One more triangle question,please.
In this triangle,the short leg is x and the longer leg is 1/2x + 11. If the hypotenuse is 2x + 1, what are the lengths of each side of this right triangle? Please show all calculations.
Short leg = ______ Long leg = ___________ Hypotenuse = ________________
Thank you very much!
This time you try first and show work. Same method.
should look like
11 x^2 - 28 x -480 = 0
(11x+60)(x-8) = 0
To find the lengths of the sides of this right triangle, you need to substitute the given expressions into the Pythagorean theorem.
The Pythagorean theorem states that in a right triangle, the square of the hypotenuse (longest side) is equal to the sum of the squares of the other two sides.
In this case, the short leg is x, the longer leg is 1/2x + 11, and the hypotenuse is 2x + 1.
So, we can set up the equation:
(x^2) + ((1/2x + 11)^2) = (2x + 1)^2
Simplifying this equation step by step:
(x^2) + ((1/2x + 11)^2) = (2x + 1)^2
(x^2) + ((1/2x + 11)(1/2x + 11)) = (2x + 1)(2x + 1)
Expanding the squares:
(x^2) + (1/4x^2 + 11/2x + 11/2x + 121) = (4x^2 + 2x + 2x + 1)
Combining like terms:
(x^2) + (1/4x^2 + 11x + 11x + 121) = (4x^2 + 4x + 1)

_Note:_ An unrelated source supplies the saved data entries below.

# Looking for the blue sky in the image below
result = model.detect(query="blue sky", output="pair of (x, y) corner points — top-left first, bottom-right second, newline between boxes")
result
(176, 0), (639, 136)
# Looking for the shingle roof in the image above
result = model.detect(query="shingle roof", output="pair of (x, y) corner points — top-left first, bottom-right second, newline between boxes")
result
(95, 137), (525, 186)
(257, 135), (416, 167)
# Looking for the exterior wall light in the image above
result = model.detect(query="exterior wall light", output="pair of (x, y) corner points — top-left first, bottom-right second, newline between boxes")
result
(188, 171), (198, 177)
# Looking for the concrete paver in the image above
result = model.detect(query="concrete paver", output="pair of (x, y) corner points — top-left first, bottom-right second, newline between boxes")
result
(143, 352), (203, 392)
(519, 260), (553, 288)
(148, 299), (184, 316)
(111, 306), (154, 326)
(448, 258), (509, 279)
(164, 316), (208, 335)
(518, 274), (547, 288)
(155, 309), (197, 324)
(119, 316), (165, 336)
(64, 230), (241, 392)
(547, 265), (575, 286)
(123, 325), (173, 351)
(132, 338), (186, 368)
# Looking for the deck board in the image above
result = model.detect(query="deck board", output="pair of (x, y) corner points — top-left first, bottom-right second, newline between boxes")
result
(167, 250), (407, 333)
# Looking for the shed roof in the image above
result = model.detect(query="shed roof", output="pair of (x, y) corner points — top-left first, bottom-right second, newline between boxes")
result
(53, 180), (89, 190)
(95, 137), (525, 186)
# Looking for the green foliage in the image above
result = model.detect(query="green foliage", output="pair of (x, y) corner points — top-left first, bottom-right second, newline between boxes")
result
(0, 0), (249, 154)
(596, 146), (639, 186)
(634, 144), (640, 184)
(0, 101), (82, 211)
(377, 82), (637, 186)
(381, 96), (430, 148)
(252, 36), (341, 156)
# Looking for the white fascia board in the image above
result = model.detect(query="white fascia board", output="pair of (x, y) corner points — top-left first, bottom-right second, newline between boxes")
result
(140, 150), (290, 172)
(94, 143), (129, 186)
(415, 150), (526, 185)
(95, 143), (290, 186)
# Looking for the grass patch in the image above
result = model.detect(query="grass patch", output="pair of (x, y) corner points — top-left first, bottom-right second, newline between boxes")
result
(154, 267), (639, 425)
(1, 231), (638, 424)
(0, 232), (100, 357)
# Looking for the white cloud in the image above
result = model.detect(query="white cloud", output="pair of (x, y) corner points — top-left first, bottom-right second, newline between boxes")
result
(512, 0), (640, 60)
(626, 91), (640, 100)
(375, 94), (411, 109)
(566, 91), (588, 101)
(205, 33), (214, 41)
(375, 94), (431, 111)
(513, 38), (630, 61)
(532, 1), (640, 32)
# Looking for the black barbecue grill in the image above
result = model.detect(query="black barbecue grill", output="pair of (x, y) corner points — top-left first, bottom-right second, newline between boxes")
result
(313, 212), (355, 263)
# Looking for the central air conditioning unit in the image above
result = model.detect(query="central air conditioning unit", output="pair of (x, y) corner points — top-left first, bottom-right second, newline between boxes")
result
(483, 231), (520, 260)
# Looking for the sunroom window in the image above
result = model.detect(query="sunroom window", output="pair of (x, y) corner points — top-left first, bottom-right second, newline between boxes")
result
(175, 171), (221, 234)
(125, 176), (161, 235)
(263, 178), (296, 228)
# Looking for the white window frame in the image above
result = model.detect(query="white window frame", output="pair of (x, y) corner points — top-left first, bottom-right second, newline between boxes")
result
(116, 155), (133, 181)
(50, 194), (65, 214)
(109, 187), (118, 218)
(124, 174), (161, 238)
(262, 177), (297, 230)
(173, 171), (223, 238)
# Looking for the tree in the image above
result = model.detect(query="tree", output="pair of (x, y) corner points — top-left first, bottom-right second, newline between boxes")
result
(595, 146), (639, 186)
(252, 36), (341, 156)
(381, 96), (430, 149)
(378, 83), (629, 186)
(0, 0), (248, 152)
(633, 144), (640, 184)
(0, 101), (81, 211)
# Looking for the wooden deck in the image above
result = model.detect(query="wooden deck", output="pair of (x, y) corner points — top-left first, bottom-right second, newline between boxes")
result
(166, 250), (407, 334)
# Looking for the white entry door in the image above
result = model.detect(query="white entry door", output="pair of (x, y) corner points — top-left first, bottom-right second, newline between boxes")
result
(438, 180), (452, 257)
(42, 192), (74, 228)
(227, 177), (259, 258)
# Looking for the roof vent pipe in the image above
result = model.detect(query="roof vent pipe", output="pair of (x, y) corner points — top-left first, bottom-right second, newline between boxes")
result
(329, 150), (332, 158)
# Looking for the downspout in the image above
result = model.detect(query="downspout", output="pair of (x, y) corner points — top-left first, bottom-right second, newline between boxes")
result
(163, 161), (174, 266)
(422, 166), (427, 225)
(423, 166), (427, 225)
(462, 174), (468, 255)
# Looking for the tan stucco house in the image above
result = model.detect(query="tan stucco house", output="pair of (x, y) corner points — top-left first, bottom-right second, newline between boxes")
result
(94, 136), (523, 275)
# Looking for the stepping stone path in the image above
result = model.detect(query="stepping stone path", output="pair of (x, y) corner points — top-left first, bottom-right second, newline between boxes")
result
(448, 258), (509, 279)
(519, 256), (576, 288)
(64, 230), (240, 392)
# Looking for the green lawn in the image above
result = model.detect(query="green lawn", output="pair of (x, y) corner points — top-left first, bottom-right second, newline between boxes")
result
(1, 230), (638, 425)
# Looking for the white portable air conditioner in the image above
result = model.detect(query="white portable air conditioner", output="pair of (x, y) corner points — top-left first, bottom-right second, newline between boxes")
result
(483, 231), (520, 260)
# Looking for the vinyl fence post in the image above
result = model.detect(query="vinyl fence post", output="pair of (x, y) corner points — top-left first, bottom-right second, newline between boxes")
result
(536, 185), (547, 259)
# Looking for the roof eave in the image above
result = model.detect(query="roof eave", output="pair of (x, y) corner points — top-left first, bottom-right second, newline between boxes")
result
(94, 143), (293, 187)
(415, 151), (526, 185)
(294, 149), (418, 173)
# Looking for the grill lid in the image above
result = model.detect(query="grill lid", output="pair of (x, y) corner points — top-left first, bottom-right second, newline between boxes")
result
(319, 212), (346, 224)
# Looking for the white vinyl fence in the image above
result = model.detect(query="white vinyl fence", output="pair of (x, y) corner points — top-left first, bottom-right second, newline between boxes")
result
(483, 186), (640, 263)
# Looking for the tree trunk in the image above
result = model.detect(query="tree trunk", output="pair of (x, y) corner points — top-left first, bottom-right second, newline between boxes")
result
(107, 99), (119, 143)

Multiplying all terms by the common denominator (4) to eliminate fractions:
4(x^2) + (x^2 + 44x + 44x + 484) = (4x^2 + 4x + 1)
Distributing:
4x^2 + x^2 + 44x + 44x + 484 = 4x^2 + 4x + 1
Combining like terms:
5x^2 + 88x + 484 = 4x^2 + 4x + 1
Simplifying further:
x^2 + 84x + 483 = 0
Now, we can solve this quadratic equation for x. We can either factor it or use the quadratic formula.
Using the quadratic formula: x = (-b ± √(b^2 - 4ac)) / (2a)
For this equation, a = 1, b = 84, and c = 483.
Substituting the values into the formula:
x = (-(84) ± √((84)^2 - 4(1)(483))) / (2(1))
Calculating further:
x = (-84 ± √(7056 - 1932)) / 2
x = (-84 ± √5124) / 2
Now you can calculate the value of x and substitute it back into the expressions for the short leg, long leg, and hypotenuse to find their lengths.